What are two conclusions you can draw about the Outcomes based on Launch Date?

  1. The number of Successful events is greater than the number of the failed events which makes the overall project successful.
  2. The month May has highest number of events occurred.

What can you conclude about the Outcomes based on Goals?

  1. The number of the canceled events are very low that it doesn’t affect the overall outcome.
  2. At range from 450000 to 44999 the failed percentage hit the maximum and successful percentage is minimum.

What are some limitations of this dataset?

  • The amounts are in dollars however when it comes to currency conversion it limits the data at this point.

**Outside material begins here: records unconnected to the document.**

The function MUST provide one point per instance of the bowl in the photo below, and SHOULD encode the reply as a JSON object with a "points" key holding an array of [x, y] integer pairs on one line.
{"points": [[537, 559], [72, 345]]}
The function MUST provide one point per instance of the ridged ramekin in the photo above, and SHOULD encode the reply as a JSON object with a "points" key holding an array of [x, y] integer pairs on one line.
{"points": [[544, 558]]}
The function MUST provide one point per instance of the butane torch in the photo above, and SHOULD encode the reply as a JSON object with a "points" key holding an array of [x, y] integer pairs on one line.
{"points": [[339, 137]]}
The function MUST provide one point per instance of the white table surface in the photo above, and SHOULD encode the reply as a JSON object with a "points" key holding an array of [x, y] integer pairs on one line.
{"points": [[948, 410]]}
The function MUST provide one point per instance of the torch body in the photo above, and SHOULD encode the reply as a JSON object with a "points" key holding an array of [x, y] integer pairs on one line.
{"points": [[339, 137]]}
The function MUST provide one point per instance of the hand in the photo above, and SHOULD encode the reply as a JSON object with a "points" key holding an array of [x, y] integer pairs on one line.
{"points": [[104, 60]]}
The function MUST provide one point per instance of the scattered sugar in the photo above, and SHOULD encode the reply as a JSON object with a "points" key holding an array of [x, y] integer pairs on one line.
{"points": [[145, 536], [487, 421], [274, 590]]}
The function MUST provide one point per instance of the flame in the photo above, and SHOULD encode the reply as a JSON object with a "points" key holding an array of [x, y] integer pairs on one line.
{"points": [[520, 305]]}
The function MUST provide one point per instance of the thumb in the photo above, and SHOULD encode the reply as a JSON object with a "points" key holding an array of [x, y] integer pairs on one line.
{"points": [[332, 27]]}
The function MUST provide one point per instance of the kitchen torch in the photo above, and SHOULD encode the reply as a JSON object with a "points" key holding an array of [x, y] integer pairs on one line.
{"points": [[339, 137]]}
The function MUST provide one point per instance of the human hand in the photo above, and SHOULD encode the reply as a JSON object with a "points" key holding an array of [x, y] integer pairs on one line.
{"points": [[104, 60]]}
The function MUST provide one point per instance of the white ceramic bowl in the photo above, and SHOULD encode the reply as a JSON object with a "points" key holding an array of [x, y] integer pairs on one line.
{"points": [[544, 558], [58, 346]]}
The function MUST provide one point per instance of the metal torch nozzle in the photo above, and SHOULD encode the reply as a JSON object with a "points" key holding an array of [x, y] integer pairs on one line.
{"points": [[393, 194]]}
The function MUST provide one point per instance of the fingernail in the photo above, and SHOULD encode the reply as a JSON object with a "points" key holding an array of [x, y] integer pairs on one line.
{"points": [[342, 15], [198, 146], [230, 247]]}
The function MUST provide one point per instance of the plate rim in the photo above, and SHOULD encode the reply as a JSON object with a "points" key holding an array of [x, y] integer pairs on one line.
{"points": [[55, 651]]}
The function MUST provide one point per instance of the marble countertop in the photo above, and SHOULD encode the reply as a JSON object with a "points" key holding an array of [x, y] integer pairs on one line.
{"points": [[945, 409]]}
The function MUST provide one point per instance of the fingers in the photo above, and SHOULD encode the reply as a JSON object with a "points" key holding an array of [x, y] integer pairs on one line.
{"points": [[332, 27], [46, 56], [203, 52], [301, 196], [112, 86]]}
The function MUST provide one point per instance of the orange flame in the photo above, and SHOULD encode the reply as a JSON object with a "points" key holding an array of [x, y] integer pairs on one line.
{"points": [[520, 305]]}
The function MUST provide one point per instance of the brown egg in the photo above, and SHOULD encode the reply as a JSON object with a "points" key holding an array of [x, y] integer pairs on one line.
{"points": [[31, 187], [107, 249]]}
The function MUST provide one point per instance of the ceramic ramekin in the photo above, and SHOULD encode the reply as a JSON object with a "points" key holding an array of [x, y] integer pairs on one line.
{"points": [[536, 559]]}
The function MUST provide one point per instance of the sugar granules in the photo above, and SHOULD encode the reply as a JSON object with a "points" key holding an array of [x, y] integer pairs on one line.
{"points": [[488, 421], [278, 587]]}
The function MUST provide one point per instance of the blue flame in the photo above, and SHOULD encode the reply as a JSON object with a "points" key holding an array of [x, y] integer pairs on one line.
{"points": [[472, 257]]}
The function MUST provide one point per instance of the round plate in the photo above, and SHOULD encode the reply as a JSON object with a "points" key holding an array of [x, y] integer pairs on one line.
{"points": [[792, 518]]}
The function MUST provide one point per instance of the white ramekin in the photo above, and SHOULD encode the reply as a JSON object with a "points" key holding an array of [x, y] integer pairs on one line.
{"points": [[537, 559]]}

  • The reason of making the events successful / failed / canceled is not mentioned and limits the ability to analyze the reason behind them. What are some other possible tables and/or graphs that we could create?

    The possible tables:
    The pledged column can be used instead of the goal column. Also, Can filter according the country data as well.

    The possible graphs:
    The column chart, Pie, Bar, Box & Whisker etc. can be done as graphical representation.

About

Louise’s play Fever is near to its fundraising goal in a less amount of time. She like to have an analysis of the different campaigns fared in respect to their launch dates and their funding goals. This project is about using the data that been gathered and analysing-visualizing the campaign outcome. The key factors that we used to analyze the events are based on their launch dates and funding goals.